Climb every mountain - even those of sand

I was perched precariously on a slim wooden board, on the brink of that delicate tipping point between stability or plunging face-first, full-throttle, down the steepest sand dune I'd ever seen in my life.

All around me, under an already-burning sun, the white-hot sand of the Huacachina Oasis, on the Peruvian coast, rippled . . . sand I was afraid would feel like concrete if I came off.

Just to make it clear, I'm not the most adventurous person around. Whenever people suggest doing something extreme like zip lining through canyons or bungy jumping or diving off a cliff, I'm not the first to put my hand up. Despite having lived my whole life only an hour or two away from the best skifields in the country, I've never skied, let alone had a go at snow boarding, and even though I've always dreamed of being able to surf, I've never actually given it a go.

For me, the easy part of my visit to Huacachina was sitting passively, tightly strapped in the back seat of the buggy as we roared and bounced over sand dune after sand dune. It felt like we would be jostled almost clear through the roof, but I loved it.

Our driver tore through the scenery - seemingly out of place, as if somebody pushed massive mounds of sand to form the dunes in the middle of a town - with incredulous skill: this clearly wasn't his first rodeo.

But it was my first time here, and when we pulled to a stop and it became evident it was sand boarding time, I started to get that sandpaper feeling in my mouth. (Some of it might have been flecks of stray sand that flew in there, but to be fair I think it was more the nerves.)

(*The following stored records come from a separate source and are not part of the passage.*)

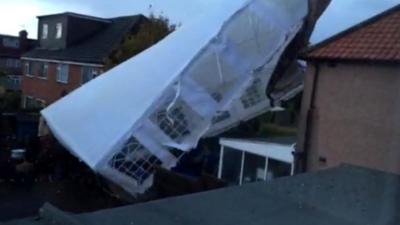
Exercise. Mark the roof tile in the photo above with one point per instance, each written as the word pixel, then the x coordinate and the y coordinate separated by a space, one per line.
pixel 375 39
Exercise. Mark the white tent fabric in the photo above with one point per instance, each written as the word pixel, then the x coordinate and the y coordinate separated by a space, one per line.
pixel 201 78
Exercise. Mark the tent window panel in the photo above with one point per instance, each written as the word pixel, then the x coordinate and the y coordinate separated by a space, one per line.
pixel 253 94
pixel 135 161
pixel 221 116
pixel 176 122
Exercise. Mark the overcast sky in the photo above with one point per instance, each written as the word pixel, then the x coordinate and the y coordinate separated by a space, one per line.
pixel 21 14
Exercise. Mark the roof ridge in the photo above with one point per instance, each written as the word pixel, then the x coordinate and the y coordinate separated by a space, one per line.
pixel 349 30
pixel 79 15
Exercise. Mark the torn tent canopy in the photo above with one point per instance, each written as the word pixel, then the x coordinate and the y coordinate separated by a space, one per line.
pixel 204 77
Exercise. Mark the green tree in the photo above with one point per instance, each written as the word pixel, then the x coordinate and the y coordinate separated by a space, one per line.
pixel 149 33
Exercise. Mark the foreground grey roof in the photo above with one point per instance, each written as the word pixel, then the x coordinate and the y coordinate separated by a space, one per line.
pixel 94 49
pixel 345 195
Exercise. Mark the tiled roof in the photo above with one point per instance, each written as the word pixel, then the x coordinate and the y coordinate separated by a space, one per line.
pixel 94 49
pixel 377 39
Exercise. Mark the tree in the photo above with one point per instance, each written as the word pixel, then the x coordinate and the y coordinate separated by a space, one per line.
pixel 154 29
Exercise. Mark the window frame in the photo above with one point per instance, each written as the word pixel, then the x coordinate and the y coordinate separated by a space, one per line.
pixel 59 31
pixel 60 74
pixel 43 70
pixel 45 31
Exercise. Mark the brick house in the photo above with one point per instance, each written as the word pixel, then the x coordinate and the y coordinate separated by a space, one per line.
pixel 351 103
pixel 72 51
pixel 11 49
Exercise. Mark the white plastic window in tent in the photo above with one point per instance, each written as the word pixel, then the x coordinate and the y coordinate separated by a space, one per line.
pixel 58 30
pixel 175 121
pixel 62 73
pixel 135 161
pixel 45 31
pixel 253 94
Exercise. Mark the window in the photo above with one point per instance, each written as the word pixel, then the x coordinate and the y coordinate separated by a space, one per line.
pixel 62 73
pixel 11 42
pixel 29 68
pixel 59 30
pixel 43 68
pixel 34 103
pixel 88 73
pixel 12 63
pixel 45 31
pixel 135 161
pixel 253 94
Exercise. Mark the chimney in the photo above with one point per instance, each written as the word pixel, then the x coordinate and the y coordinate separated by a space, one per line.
pixel 23 39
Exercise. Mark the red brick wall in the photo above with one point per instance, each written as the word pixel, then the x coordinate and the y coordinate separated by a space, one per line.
pixel 50 89
pixel 356 117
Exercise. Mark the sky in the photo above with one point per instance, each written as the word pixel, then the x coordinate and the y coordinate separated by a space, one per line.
pixel 16 15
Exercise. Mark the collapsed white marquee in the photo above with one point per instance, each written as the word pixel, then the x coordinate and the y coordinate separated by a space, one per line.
pixel 199 80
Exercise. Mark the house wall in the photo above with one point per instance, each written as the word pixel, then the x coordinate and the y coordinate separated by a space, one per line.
pixel 51 42
pixel 49 89
pixel 356 116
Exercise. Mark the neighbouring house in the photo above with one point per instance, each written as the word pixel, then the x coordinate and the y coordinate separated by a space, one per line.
pixel 11 49
pixel 351 102
pixel 72 51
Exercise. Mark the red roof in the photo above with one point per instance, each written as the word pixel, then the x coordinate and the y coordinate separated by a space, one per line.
pixel 377 39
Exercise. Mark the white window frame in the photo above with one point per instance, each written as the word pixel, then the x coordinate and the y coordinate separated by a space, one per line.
pixel 60 77
pixel 278 152
pixel 43 67
pixel 28 67
pixel 59 32
pixel 45 31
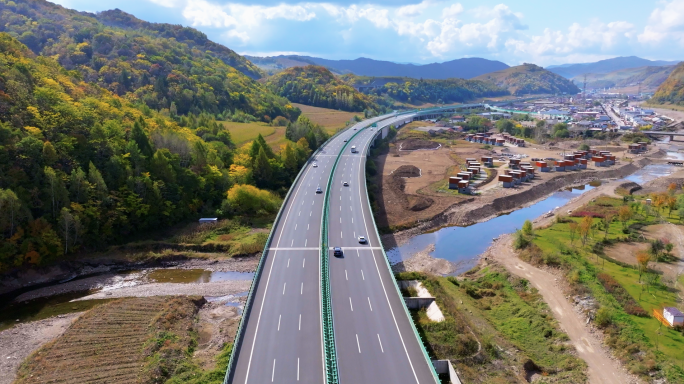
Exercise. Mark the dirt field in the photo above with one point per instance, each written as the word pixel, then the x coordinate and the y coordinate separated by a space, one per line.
pixel 330 119
pixel 106 344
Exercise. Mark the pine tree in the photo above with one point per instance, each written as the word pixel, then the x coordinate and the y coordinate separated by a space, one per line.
pixel 262 172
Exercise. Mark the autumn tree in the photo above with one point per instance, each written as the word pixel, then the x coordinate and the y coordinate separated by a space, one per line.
pixel 573 226
pixel 624 214
pixel 585 228
pixel 643 259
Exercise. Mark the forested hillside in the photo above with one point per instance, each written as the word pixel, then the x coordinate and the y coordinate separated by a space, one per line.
pixel 672 90
pixel 81 166
pixel 417 91
pixel 317 86
pixel 530 79
pixel 167 67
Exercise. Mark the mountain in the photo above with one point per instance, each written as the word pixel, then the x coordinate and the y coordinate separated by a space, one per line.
pixel 162 65
pixel 317 86
pixel 466 68
pixel 605 66
pixel 529 79
pixel 649 77
pixel 418 91
pixel 672 90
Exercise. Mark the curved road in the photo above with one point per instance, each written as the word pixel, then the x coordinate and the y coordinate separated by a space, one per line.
pixel 282 340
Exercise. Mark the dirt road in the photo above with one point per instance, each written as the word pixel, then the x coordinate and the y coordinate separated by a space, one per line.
pixel 603 369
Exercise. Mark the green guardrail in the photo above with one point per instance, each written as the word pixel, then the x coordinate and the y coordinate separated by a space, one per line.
pixel 257 274
pixel 396 286
pixel 330 349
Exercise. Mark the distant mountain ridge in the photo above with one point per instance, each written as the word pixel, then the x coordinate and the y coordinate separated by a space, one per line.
pixel 649 78
pixel 606 66
pixel 530 79
pixel 466 68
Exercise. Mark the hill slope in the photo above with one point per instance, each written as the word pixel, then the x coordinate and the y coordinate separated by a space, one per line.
pixel 528 79
pixel 672 90
pixel 608 65
pixel 649 77
pixel 317 86
pixel 466 68
pixel 158 64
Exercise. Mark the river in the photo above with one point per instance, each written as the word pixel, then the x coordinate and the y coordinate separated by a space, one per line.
pixel 462 245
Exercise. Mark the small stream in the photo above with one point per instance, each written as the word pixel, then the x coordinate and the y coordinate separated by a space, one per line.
pixel 42 308
pixel 462 245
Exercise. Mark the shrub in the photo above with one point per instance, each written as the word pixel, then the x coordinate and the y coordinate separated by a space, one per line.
pixel 604 317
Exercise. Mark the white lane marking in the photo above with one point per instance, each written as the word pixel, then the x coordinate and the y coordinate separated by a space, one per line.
pixel 363 215
pixel 268 280
pixel 273 372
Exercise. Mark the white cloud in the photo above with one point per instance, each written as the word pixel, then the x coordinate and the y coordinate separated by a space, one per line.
pixel 414 10
pixel 665 23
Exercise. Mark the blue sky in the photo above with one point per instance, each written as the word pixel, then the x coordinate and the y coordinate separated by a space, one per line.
pixel 533 31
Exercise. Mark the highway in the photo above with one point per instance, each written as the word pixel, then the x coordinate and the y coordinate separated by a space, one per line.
pixel 373 335
pixel 282 331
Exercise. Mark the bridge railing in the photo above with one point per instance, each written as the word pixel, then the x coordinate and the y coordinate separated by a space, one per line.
pixel 421 342
pixel 239 335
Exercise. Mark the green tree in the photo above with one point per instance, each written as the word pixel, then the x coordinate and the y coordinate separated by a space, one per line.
pixel 49 154
pixel 262 171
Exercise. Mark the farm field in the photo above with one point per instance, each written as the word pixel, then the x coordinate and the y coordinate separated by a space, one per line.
pixel 330 119
pixel 244 132
pixel 123 341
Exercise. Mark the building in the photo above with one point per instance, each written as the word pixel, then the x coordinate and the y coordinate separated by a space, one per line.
pixel 674 316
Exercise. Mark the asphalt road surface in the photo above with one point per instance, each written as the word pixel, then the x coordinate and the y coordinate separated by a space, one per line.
pixel 282 341
pixel 373 334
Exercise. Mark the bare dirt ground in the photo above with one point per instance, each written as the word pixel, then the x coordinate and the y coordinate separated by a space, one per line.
pixel 217 326
pixel 423 262
pixel 602 368
pixel 21 340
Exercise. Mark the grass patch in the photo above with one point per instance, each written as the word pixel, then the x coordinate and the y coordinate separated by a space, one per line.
pixel 637 339
pixel 496 325
pixel 330 119
pixel 244 132
pixel 128 340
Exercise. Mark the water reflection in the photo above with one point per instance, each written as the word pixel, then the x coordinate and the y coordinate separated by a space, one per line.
pixel 187 276
pixel 462 245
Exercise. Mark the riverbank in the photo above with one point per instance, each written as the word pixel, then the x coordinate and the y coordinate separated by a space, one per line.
pixel 486 209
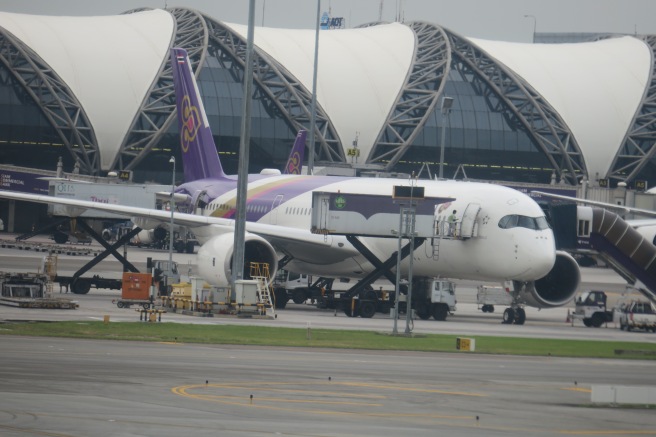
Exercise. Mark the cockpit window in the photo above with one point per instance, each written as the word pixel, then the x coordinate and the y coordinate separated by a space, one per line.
pixel 522 221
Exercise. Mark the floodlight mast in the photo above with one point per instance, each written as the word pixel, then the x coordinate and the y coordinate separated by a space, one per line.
pixel 244 148
pixel 445 108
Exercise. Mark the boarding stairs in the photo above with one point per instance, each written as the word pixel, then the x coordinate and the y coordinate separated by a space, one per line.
pixel 260 273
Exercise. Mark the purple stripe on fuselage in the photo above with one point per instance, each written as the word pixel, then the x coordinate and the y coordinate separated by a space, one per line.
pixel 261 198
pixel 368 204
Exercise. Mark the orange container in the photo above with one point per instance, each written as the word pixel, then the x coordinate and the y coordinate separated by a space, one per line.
pixel 136 286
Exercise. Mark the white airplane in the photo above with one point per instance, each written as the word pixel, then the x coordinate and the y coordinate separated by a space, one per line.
pixel 512 242
pixel 645 227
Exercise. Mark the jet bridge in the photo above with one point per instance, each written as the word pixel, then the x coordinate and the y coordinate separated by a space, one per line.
pixel 366 215
pixel 598 230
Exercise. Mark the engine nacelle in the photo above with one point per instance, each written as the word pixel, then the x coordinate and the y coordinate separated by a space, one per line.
pixel 556 288
pixel 215 258
pixel 648 232
pixel 149 236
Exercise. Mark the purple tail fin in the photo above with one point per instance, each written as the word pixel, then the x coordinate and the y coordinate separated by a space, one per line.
pixel 199 155
pixel 295 161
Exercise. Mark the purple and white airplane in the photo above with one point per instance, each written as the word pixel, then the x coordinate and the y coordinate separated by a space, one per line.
pixel 512 240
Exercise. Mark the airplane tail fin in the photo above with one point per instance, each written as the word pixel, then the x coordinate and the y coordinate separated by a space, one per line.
pixel 199 155
pixel 295 161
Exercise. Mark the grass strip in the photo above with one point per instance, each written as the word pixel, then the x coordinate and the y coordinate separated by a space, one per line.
pixel 328 338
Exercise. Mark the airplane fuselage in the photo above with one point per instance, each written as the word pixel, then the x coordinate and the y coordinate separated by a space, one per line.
pixel 524 251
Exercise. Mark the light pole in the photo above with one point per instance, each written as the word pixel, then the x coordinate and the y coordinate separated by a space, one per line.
pixel 535 23
pixel 313 102
pixel 172 206
pixel 445 107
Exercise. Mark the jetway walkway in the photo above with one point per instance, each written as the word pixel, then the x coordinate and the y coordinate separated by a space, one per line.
pixel 625 250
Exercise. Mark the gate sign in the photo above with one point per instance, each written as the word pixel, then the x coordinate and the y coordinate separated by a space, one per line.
pixel 369 214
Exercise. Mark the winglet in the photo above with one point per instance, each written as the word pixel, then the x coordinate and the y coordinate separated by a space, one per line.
pixel 295 161
pixel 199 155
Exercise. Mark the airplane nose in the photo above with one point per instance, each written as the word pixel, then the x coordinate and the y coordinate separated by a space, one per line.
pixel 537 256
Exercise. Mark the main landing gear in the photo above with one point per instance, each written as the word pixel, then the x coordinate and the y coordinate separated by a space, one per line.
pixel 515 315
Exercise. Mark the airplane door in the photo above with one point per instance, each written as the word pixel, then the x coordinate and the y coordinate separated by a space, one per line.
pixel 273 217
pixel 199 202
pixel 468 228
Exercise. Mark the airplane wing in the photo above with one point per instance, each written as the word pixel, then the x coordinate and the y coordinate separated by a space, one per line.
pixel 620 208
pixel 301 243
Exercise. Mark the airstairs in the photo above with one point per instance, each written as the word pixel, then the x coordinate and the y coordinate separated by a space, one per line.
pixel 260 273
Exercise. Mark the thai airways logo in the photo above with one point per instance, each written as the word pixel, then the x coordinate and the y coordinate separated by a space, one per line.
pixel 190 123
pixel 340 202
pixel 294 164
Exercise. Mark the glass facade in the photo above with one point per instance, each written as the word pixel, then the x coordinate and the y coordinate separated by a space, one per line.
pixel 478 138
pixel 26 137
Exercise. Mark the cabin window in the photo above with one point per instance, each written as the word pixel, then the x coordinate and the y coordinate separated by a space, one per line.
pixel 584 228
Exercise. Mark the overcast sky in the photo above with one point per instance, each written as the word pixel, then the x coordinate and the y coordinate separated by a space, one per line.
pixel 490 19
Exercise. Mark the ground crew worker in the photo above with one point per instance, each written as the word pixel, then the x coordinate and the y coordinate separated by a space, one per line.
pixel 453 219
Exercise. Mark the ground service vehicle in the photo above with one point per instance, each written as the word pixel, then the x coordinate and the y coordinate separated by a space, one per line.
pixel 487 297
pixel 637 315
pixel 82 285
pixel 299 288
pixel 591 309
pixel 433 297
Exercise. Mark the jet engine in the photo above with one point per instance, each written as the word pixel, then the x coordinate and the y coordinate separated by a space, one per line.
pixel 648 232
pixel 556 288
pixel 149 236
pixel 215 258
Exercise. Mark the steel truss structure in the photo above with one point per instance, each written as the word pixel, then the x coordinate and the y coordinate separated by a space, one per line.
pixel 54 98
pixel 437 52
pixel 639 144
pixel 522 107
pixel 157 111
pixel 418 97
pixel 281 93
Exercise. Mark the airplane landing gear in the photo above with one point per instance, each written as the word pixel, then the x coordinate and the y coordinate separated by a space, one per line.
pixel 514 315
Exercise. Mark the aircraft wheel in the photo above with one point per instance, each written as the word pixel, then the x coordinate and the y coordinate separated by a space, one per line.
pixel 60 237
pixel 423 314
pixel 367 310
pixel 351 313
pixel 81 286
pixel 280 294
pixel 520 316
pixel 508 316
pixel 597 320
pixel 189 246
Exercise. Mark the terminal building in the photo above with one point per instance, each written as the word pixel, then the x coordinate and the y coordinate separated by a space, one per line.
pixel 97 92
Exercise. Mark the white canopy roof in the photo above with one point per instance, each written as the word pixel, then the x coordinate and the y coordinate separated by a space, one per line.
pixel 596 87
pixel 360 74
pixel 108 62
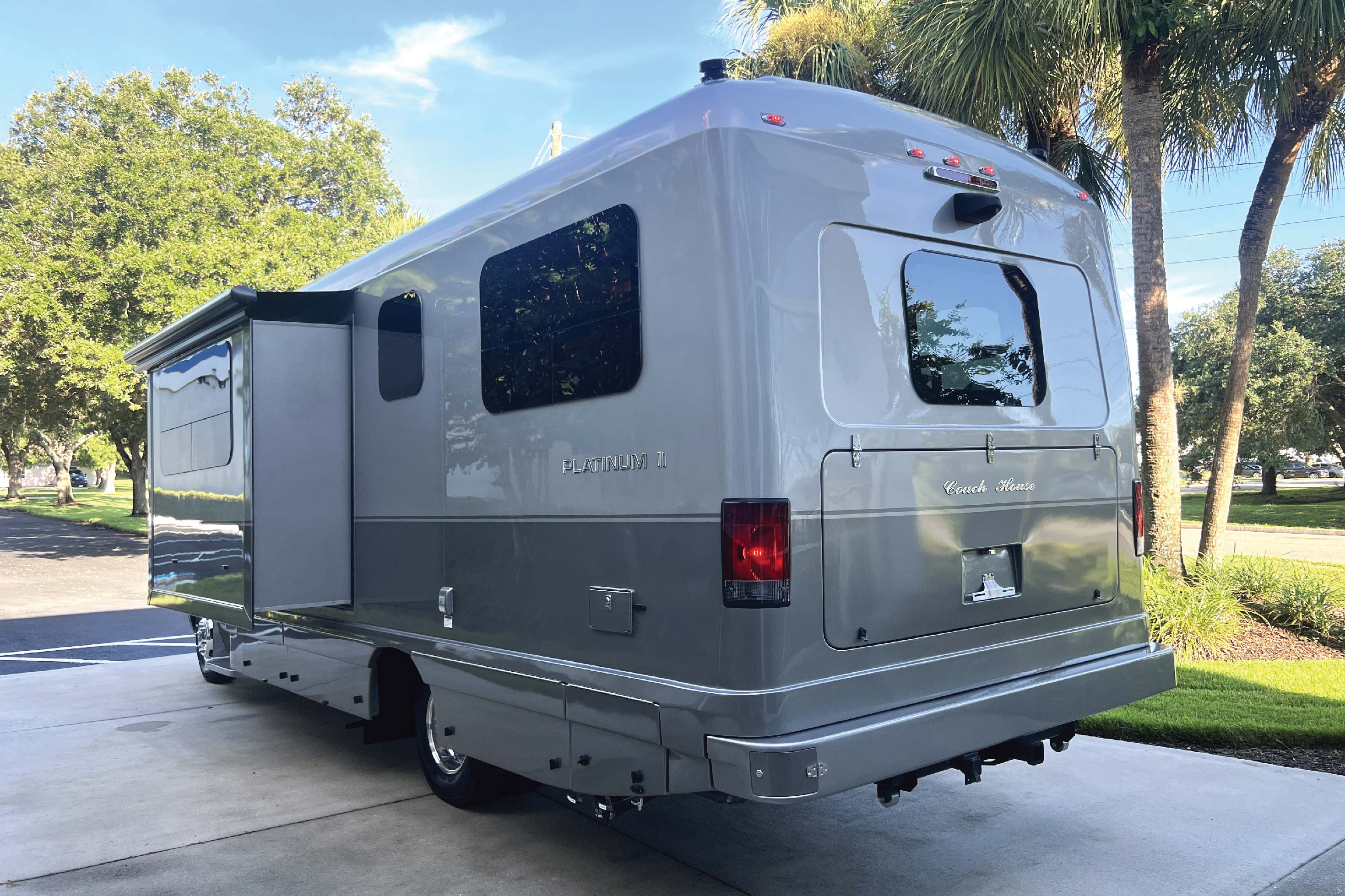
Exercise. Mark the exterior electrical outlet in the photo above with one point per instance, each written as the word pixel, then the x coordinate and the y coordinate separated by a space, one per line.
pixel 775 443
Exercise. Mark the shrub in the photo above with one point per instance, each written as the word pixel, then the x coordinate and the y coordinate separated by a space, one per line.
pixel 1254 579
pixel 1305 600
pixel 1196 621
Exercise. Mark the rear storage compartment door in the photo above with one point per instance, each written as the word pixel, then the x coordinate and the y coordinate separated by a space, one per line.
pixel 918 543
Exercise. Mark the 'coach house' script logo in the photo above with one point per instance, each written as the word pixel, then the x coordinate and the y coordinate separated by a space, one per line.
pixel 951 487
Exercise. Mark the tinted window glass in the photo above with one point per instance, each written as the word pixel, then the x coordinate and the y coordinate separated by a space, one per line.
pixel 194 412
pixel 973 331
pixel 561 315
pixel 401 369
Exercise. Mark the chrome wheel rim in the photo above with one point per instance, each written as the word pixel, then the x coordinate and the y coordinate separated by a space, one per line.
pixel 448 761
pixel 205 639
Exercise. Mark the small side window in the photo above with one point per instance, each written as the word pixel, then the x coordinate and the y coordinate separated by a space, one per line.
pixel 973 331
pixel 401 368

I decided to take it, cliche as it sounds, one step at a time.

I climbed out of the buggy onto the fat tyre and dropped onto the sand. I watched as other people slid down the dunes head first, whooping and yelling.

I stood patiently waiting as the guide waxed the board.

I dropped onto my stomach.

I gripped the handles. I tucked in my elbows. I held my breath as my board started to slide.

At first I was whimpering, then what started as a strangled cry for help turned into cheering and whooping of my own.

I think my smile grew exponentially as the board gained speed, careering down the dune, skimming over the bumps and hurtling through the sand, leaving a wake of grit in my path.

Finally, the gradient of the dune mellowed out and I whooshed across the flat surface of the sand.

It wasn't anywhere near as scary as it looked from the top, we all said to one another as we crowded around.

From the bottom, the dune looked just as steep as it had from the top, but suddenly it didn't seem as insurmountable.

It might not sound like a lot to some people, but to me sliding down a red-hot sand dune that far from the ground was a pretty big deal.

I know over the next few weeks I'm going to be tackling far scarier things than sand boarding - but giving that a go made the prospect of life on the other side of the world a little less daunting. I stood up, and headed for a bigger dune.